Correlation Between Griffin Mining and Caledonia MiningPlc
Can any of the company-specific risk be diversified away by investing in both Griffin Mining and Caledonia MiningPlc at the same time? Although using a correlation coefficient on its own may not help to predict future stock returns, this module helps to understand the diversifiable risk of combining Griffin Mining and Caledonia MiningPlc into the same portfolio, which is an essential part of the fundamental portfolio management process.
By analyzing existing cross correlation between Griffin Mining and Caledonia Mining, you can compare the effects of market volatilities on Griffin Mining and Caledonia MiningPlc and check how they will diversify away market risk if combined in the same portfolio for a given time horizon. You can also utilize pair trading strategies of matching a long position in Griffin Mining with a short position of Caledonia MiningPlc. Check out your portfolio center. Please also check ongoing floating volatility patterns of Griffin Mining and Caledonia MiningPlc.
Diversification Opportunities for Griffin Mining and Caledonia MiningPlc
0.72 | Correlation Coefficient |
Poor diversification
The 3 months correlation between Griffin and Caledonia is 0.72. Overlapping area represents the amount of risk that can be diversified away by holding Griffin Mining and Caledonia Mining in the same portfolio, assuming nothing else is changed.
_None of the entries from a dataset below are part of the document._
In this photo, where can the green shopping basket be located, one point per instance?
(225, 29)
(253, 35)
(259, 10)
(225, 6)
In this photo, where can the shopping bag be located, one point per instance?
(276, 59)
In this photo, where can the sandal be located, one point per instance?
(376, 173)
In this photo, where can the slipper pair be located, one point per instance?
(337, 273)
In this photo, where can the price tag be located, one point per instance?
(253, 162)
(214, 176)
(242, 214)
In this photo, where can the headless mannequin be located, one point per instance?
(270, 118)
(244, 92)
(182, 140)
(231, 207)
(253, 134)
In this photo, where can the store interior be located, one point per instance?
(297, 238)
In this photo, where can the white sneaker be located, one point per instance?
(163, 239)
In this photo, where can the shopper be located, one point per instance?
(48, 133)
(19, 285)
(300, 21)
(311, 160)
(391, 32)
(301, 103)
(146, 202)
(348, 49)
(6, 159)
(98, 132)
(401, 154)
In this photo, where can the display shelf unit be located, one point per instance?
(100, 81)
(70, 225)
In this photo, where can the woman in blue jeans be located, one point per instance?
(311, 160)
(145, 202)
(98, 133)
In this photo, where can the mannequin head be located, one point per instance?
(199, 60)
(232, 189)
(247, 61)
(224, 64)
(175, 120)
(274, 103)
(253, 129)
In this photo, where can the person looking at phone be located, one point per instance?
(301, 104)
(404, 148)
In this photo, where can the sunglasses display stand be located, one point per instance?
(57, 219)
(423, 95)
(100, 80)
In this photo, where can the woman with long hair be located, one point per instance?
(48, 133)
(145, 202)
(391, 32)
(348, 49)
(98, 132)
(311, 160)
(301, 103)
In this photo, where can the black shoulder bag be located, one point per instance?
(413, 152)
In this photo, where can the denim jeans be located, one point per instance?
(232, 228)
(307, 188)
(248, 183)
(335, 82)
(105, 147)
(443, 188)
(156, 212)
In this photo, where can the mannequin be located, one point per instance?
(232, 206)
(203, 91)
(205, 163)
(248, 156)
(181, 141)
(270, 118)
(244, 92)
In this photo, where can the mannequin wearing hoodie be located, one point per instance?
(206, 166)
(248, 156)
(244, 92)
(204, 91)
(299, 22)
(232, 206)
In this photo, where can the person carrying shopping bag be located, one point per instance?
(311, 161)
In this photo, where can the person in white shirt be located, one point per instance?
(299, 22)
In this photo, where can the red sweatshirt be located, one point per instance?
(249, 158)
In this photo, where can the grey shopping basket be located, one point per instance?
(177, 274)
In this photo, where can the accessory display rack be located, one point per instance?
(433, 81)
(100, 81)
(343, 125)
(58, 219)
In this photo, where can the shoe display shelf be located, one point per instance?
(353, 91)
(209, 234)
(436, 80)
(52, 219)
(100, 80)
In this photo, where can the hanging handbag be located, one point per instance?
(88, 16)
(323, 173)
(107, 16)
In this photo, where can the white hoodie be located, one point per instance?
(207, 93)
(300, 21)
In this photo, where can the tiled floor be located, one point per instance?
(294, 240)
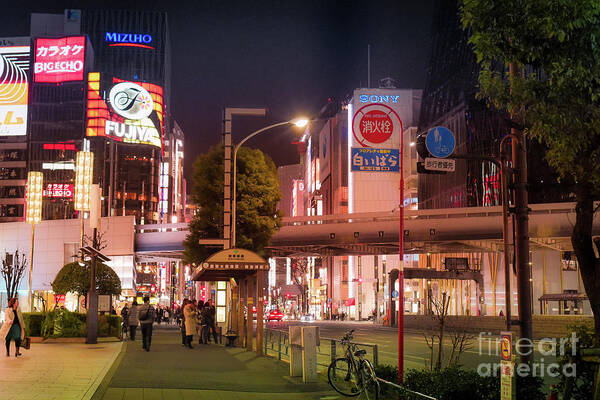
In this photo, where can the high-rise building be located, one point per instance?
(138, 152)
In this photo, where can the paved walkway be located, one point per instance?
(55, 371)
(170, 371)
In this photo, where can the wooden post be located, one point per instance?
(259, 312)
(249, 314)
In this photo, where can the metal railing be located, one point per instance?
(277, 344)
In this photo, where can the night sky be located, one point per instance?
(287, 56)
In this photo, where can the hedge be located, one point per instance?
(63, 323)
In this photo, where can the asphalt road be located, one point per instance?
(416, 351)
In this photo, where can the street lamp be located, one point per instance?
(83, 182)
(33, 216)
(299, 122)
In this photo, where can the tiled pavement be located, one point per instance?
(172, 372)
(56, 371)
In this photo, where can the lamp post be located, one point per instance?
(298, 122)
(83, 182)
(33, 216)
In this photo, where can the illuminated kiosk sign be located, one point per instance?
(59, 60)
(128, 39)
(132, 113)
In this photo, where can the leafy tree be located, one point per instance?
(257, 196)
(76, 278)
(554, 44)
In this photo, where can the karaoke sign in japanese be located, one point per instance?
(59, 60)
(59, 190)
(373, 160)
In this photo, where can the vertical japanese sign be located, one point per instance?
(59, 60)
(366, 159)
(14, 69)
(506, 366)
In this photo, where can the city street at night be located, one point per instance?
(370, 199)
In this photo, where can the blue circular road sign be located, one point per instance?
(440, 142)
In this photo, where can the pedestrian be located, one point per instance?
(146, 315)
(13, 327)
(210, 316)
(181, 321)
(125, 321)
(133, 320)
(189, 315)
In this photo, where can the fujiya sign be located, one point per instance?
(59, 60)
(128, 39)
(131, 101)
(133, 133)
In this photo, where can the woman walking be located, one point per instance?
(133, 320)
(189, 314)
(13, 327)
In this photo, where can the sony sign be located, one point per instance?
(133, 133)
(365, 98)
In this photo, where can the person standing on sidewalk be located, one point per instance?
(189, 315)
(125, 321)
(13, 327)
(146, 315)
(133, 320)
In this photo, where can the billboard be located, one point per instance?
(59, 60)
(14, 69)
(129, 112)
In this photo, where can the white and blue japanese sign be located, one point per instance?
(440, 142)
(373, 160)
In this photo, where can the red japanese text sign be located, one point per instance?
(59, 60)
(59, 190)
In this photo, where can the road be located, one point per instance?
(416, 351)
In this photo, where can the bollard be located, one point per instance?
(296, 351)
(332, 350)
(375, 356)
(310, 341)
(279, 347)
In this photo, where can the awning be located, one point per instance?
(230, 263)
(564, 297)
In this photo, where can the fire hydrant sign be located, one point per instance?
(506, 366)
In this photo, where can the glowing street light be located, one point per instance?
(33, 216)
(299, 122)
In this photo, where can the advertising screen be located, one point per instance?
(59, 60)
(129, 112)
(14, 68)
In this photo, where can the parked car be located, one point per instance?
(275, 315)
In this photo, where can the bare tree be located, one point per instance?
(13, 269)
(299, 271)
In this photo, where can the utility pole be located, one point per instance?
(519, 158)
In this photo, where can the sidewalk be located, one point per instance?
(56, 371)
(170, 371)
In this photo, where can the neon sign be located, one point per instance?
(128, 39)
(59, 60)
(59, 190)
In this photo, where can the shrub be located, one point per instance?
(33, 323)
(455, 383)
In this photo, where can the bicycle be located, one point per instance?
(352, 374)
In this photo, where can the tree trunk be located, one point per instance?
(581, 239)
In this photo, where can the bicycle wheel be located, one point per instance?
(369, 379)
(343, 378)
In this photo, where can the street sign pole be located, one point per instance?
(401, 268)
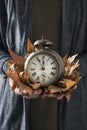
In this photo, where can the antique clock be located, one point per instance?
(44, 65)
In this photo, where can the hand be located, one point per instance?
(57, 96)
(23, 91)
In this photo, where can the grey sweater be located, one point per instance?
(15, 20)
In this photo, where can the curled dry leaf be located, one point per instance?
(65, 86)
(30, 46)
(35, 86)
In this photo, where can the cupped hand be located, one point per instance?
(24, 91)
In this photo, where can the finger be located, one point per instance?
(11, 84)
(75, 87)
(60, 96)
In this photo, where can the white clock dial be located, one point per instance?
(42, 68)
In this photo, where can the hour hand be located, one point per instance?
(39, 61)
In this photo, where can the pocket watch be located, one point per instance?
(44, 65)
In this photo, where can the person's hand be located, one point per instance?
(53, 95)
(20, 90)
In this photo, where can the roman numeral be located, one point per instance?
(54, 68)
(52, 73)
(34, 74)
(32, 69)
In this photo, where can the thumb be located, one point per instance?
(12, 84)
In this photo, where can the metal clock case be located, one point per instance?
(44, 65)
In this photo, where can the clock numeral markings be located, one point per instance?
(37, 78)
(52, 73)
(38, 59)
(32, 69)
(48, 77)
(48, 59)
(43, 79)
(53, 68)
(34, 74)
(52, 62)
(33, 63)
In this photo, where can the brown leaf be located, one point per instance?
(14, 75)
(53, 89)
(24, 77)
(35, 86)
(30, 46)
(68, 94)
(17, 59)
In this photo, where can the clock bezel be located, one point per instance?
(55, 55)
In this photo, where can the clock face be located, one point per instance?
(42, 68)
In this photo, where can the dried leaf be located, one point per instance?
(24, 77)
(17, 59)
(71, 59)
(35, 86)
(30, 46)
(68, 94)
(53, 89)
(14, 75)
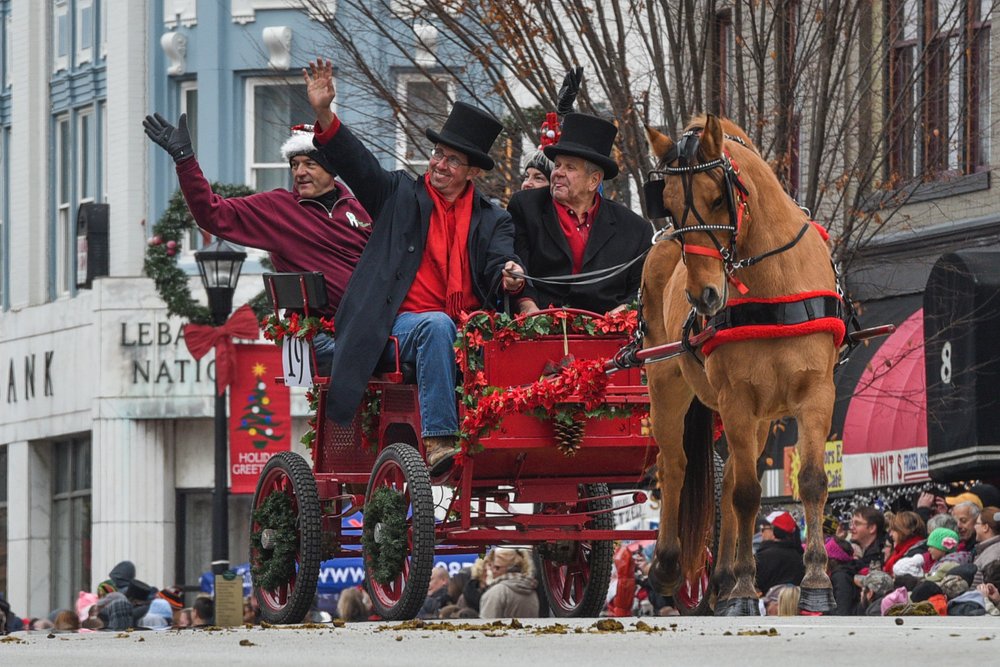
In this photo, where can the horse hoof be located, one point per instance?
(817, 600)
(737, 607)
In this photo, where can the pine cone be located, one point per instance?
(569, 436)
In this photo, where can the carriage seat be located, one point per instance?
(389, 363)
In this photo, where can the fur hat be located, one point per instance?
(878, 582)
(964, 497)
(173, 595)
(943, 539)
(836, 552)
(537, 160)
(300, 143)
(953, 585)
(898, 596)
(924, 590)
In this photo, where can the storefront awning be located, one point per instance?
(885, 420)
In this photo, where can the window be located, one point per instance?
(84, 31)
(194, 532)
(273, 107)
(71, 516)
(189, 105)
(425, 103)
(86, 156)
(103, 166)
(60, 35)
(64, 241)
(939, 91)
(3, 518)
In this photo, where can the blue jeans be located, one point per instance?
(323, 349)
(428, 341)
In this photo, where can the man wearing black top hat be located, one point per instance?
(569, 228)
(438, 248)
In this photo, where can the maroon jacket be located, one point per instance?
(301, 234)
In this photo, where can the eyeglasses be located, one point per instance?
(450, 160)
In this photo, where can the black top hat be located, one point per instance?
(588, 137)
(471, 131)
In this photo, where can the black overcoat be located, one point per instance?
(617, 236)
(400, 207)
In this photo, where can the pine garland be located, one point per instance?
(167, 240)
(386, 552)
(274, 566)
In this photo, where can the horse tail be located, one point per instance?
(697, 507)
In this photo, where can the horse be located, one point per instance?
(743, 258)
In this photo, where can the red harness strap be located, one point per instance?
(832, 325)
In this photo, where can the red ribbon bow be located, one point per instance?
(201, 338)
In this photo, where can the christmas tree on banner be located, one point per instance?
(258, 419)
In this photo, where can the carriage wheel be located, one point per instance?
(400, 468)
(575, 575)
(288, 602)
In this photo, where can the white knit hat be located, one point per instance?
(301, 143)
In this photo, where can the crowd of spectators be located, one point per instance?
(120, 602)
(942, 557)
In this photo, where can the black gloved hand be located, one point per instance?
(174, 140)
(569, 90)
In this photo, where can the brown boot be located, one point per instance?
(440, 454)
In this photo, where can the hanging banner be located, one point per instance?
(260, 419)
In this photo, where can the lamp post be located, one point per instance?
(219, 265)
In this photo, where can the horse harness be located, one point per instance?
(751, 315)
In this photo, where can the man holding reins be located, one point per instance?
(438, 248)
(570, 228)
(317, 226)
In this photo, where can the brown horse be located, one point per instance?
(740, 251)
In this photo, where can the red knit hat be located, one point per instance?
(782, 521)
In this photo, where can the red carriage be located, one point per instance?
(542, 461)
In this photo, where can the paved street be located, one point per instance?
(543, 643)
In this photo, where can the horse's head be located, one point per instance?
(700, 191)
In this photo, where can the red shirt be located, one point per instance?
(577, 231)
(444, 273)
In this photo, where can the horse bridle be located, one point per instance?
(733, 189)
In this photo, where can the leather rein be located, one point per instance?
(735, 194)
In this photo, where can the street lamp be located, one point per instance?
(219, 265)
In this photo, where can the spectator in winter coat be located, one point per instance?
(9, 621)
(940, 543)
(512, 593)
(966, 513)
(779, 561)
(867, 530)
(987, 540)
(119, 578)
(318, 226)
(842, 567)
(874, 587)
(537, 171)
(908, 534)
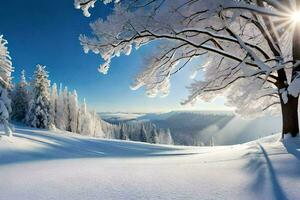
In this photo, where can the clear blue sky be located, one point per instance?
(46, 32)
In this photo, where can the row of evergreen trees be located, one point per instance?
(37, 105)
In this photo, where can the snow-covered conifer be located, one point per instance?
(39, 109)
(153, 138)
(143, 136)
(53, 107)
(123, 134)
(5, 83)
(73, 111)
(20, 99)
(60, 114)
(86, 125)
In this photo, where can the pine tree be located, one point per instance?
(73, 111)
(143, 136)
(53, 108)
(39, 110)
(66, 109)
(153, 136)
(123, 135)
(5, 83)
(20, 100)
(60, 114)
(86, 126)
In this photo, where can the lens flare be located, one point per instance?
(295, 16)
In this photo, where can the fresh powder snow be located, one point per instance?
(41, 164)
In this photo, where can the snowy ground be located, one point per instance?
(38, 164)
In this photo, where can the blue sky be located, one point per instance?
(46, 32)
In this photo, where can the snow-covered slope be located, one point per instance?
(38, 164)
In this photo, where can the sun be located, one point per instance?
(295, 16)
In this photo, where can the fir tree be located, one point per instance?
(143, 136)
(153, 136)
(39, 110)
(20, 99)
(5, 83)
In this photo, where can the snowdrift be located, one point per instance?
(40, 164)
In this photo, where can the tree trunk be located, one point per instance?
(290, 123)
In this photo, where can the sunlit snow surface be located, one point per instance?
(39, 164)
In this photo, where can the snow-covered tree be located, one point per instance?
(165, 136)
(53, 107)
(249, 49)
(60, 114)
(86, 125)
(143, 136)
(39, 108)
(153, 138)
(123, 133)
(66, 110)
(20, 99)
(73, 111)
(5, 83)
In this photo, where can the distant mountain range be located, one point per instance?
(202, 127)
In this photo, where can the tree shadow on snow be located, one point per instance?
(261, 166)
(46, 146)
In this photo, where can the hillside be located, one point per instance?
(39, 164)
(197, 127)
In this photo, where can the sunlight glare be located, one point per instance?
(295, 16)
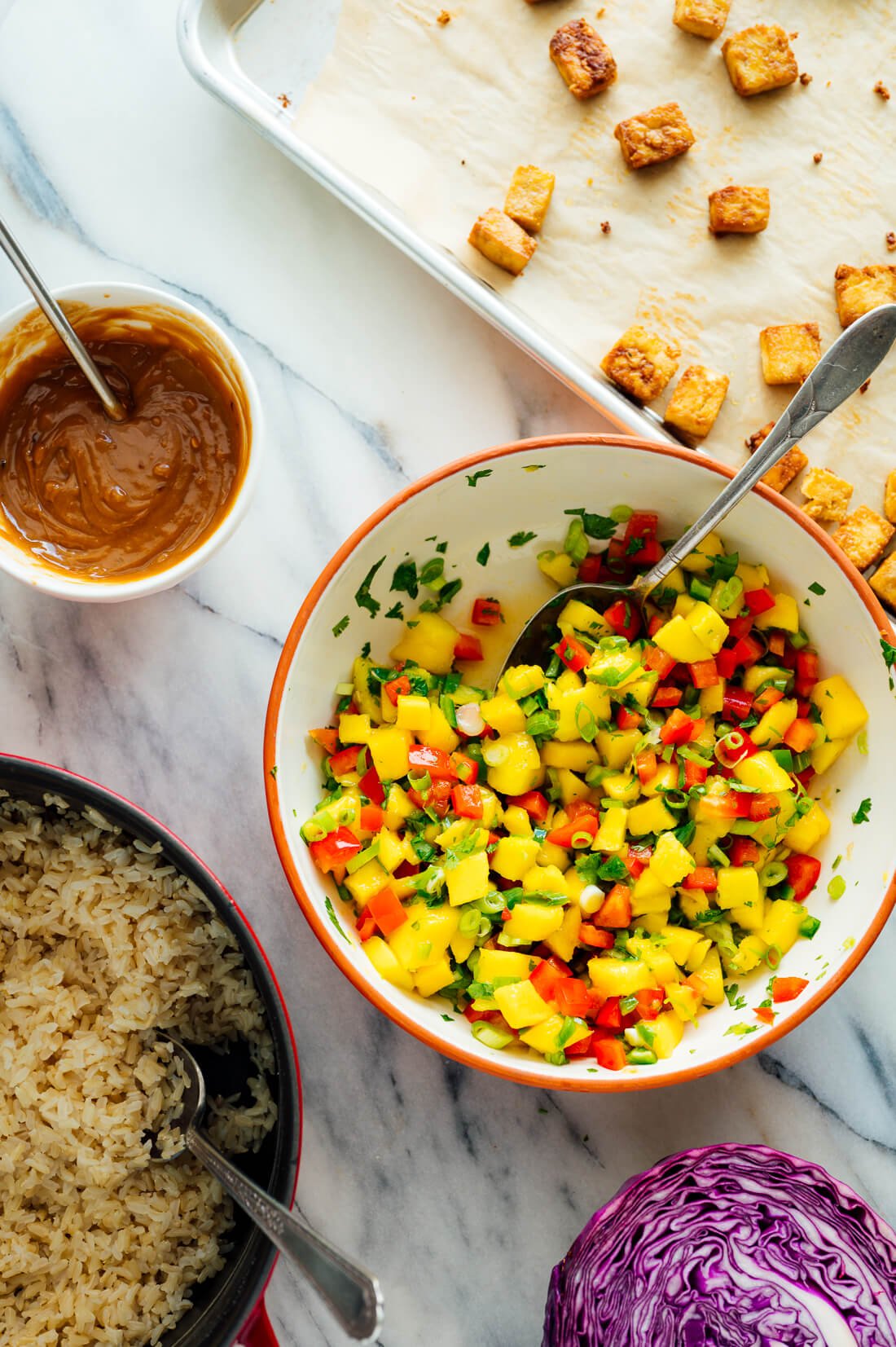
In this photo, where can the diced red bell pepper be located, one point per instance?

The correlation between historical prices or returns on Caledonia MiningPlc and Griffin Mining is a relative statistical measure of the degree to which these equity instruments tend to move together. The correlation coefficient measures the extent to which returns on Griffin Mining are associated (or correlated) with Caledonia MiningPlc. Values of the correlation coefficient range from -1 to +1, where. The correlation of zero (0) is possible when the price movement of Caledonia MiningPlc has no effect on the direction of Griffin Mining i.e., Griffin Mining and Caledonia MiningPlc go up and down completely randomly.
Pair Corralation between Griffin Mining and Caledonia MiningPlc
Assuming the 90 days trading horizon Griffin Mining is expected to generate 1.19 times less return on investment than Caledonia MiningPlc. In addition to that, Griffin Mining is 1.88 times more volatile than Caledonia Mining. It trades about 0.09 of its total potential returns per unit of risk. Caledonia Mining is currently generating about 0.2 per unit of volatility. If you would invest 77,500 in Caledonia Mining on December 29, 2024 and sell it today you would earn a total of 15,000 from holding Caledonia Mining or generate 19.35% return on investment over 90 days.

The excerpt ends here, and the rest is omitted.